His report on "the disappeared" has very limited sources of information, on whose allegations doubt is never cast for a single moment. He does not even attempt to back up these allegations by any corroborating evidence or other source of information. Yet it has been established by the Algerian Observatory for Human Rights that "the disappeared" have in fact, in most cases, joined the terrorist gangs, and they had no need of a lawyer's services to witness their intentions before doing so. Others have been murdered, mutilated and thrown into wells by GIA assassins, as in cases recently uncovered by the security forces.
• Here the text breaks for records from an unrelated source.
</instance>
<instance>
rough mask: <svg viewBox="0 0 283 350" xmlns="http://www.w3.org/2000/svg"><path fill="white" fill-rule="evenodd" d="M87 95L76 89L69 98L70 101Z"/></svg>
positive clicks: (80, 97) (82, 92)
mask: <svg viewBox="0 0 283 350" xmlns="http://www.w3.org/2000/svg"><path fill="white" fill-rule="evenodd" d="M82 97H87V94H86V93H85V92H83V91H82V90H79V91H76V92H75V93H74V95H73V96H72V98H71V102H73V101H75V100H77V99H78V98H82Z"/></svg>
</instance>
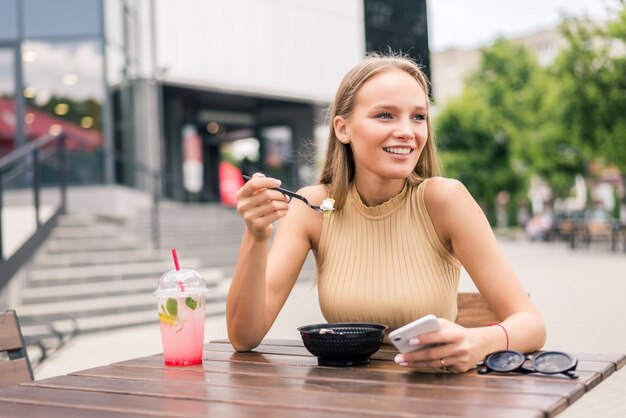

Eye witnesses and victims of terrorism have another tale to tell from that reported by your journalist who had, in fact, interviewed some of them (25 October), but they were obviously not worthy of appearing on your front page. Perhaps because none of these witnesses was "an attractive young woman in a red dress with Princess Diana-style hair".
A few accounts are sufficient for him to draw general conclusions as to the behaviour of the police force. You cannot however escape the fact that the same accounts represent the best chance for a political asylum seeker of seeing her request accepted.
Mr Fisk dwells upon the presence of police officers who had escorted him for one of his interviews. All foreign journalists having stayed in Algeria will confirm that they themselves had asked for this protection because they know that they are targeted by the terrorists on two counts; that of being foreign and that of being journalists.
If the situation in Algeria were ever to be described one day as being "the most covered and least reported", as has been said about other situations, no doubt Mr Fisk will be recognised for the part he played in this.